The week of basketball hasn’t been different at all for Kim English.
On Thursday, the Missouri men’s basketball team practiced at Mizzou Arena. The senior guard could be seen alone on one half of the court shooting free throws in his typical, delicate way. He took a breath, bent his knees into the form of ‘Z’s’ and his shooting arm into an ‘L’ before extending, letting the ball up and through the net.
Tomorrow, English and the fifth-ranked Tigers (17-1, 4-1 Big 12 Conference) will tangle with No. 3 Baylor (17-1, 4-1) in a top-five collision. Never has such a matchup occurred inside the conference that wasn’t between Kansas and Texas. Missouri is ranked higher than it has ever been this late in January since 1990.
It’s the kind of game that could lift the program to a ranking it hasn’t seen since ’90, when it was once first in the country, the kind English and his four senior teammates haven’t played during their years in Columbia.
Yet English, known for his preparation and study habits, said he views the test of the Bears like any other.
“My independent preparation on my iPad, when I’m home, on the bus, in here, it’s all the same,” he said. “The process doesn’t change.”
Coach Frank Haith, entering the first top-five meeting of his head coaching career, has carried the philosophy of the next-game approach with him in his debut year with the program. Throughout the season, Haith has shown no signs of looking beyond the next tip-off in his schedule.
After putting down Texas A&M on Monday, Haith said he had not watched Baylor all season.
“I know they’re playing extremely well,” he said Monday, having nothing more to offer.
Soon enough, he would see Baylor was “extremely talented” and “as good as any team in the country,” he said Thursday.
On paper, the clearest difference between the Big 12’s top two scoring teams is size. Perry Jones III, a 6-foot-11-inch sophomore forward capable of scoring in a variety of ways, stretches the floor with freshman Quincy Miller and senior Quincy Acy, who stand 6 feet, 9 inches and 6 feet, 7 inches, respectively. All average double-digits and combine to form the league’s best shot-blocking squad.
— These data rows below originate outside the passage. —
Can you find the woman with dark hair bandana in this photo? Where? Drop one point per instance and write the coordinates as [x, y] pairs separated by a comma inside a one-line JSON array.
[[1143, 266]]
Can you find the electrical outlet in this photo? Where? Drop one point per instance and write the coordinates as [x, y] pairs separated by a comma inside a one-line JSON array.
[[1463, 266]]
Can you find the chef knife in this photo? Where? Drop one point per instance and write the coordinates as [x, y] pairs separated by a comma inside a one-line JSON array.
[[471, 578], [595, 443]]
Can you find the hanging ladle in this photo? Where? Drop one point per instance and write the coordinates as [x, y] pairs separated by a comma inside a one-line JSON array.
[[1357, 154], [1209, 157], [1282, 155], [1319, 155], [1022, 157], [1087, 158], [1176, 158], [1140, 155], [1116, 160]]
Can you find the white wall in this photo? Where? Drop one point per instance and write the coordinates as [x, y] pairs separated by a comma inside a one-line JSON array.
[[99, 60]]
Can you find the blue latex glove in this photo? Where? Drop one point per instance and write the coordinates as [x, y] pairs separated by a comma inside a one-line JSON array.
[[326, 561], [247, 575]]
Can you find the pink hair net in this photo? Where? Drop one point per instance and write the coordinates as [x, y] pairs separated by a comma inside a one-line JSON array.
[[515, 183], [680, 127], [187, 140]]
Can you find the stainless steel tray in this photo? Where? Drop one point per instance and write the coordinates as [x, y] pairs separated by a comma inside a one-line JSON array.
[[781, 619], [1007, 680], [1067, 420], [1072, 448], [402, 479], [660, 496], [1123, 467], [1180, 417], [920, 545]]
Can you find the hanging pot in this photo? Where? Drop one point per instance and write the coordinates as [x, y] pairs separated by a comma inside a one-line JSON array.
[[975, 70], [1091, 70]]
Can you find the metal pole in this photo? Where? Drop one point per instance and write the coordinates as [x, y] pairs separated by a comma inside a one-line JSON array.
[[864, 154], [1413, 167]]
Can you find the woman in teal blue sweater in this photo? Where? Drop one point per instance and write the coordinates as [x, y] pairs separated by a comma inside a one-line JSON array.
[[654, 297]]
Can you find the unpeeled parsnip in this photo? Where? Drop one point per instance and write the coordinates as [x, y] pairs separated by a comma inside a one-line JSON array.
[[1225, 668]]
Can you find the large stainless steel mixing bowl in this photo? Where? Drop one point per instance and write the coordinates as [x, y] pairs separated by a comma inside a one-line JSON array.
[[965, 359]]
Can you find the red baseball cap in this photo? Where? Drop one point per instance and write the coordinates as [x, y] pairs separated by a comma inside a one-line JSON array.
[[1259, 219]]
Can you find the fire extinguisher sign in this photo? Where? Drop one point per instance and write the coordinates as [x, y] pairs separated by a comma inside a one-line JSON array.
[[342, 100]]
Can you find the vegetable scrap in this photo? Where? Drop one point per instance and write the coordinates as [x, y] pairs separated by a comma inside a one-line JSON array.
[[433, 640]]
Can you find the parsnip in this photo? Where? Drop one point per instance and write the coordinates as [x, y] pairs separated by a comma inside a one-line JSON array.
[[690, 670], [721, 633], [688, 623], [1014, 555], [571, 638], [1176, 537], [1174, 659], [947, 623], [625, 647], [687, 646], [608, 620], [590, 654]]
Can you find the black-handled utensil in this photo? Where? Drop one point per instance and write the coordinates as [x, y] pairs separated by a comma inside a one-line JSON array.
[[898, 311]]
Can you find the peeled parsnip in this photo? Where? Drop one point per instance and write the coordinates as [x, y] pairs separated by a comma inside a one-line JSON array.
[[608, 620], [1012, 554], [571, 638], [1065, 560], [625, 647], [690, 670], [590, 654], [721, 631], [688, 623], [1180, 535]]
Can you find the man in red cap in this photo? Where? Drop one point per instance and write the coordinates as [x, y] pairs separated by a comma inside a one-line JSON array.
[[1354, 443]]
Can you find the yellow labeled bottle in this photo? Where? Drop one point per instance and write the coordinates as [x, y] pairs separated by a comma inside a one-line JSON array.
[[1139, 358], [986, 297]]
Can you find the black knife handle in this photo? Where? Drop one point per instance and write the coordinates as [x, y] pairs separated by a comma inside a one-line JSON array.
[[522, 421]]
“We don’t focus in on the size,” sophomore point guard Phil Pressey said, the pocket-sized commander of Missouri’s offense and a Texas native expecting to see family and friends in the stands. “We know we’re quick, so we try to use that as an advantage. If they’re going be bigger, we have to use what we can to our advantage.”
The Tigers will rely on senior forward Ricardo Ratliffe, the tallest of Missouri’s starters at 6 feet, 9 inches, for muscle. Ratliffe, who leads the nation in field goal percentage, said he recognizes the height difference, but trusts all the things assistant coach Ernie Nester has worked with him on during the season.
He also recognizes the amount of hype entering the game.
“It’s probably going to be the most memorable game of my career up to this point,” he said.
English wasn’t able to say if tomorrow would be a fond memory of his college career, but he recalled one.
It was back when he was a freshman playing against Marquette for a place in the NCAA Tournament’s Sweet 16. He scored 15 points with 4.5 minutes in the first half. The next time he entered the game was when J.T. Tiller was fouled hard and unable to shoot the game-deciding free throws with the game tied at 79.
English took breaths then, bent his knees and his shooting arm, extended, propelled the ball upwards and drained both of them.
“You remember games after they’re over,” he said. “I didn’t know that my game against Marquette would be one of my most memorable games ever until after.”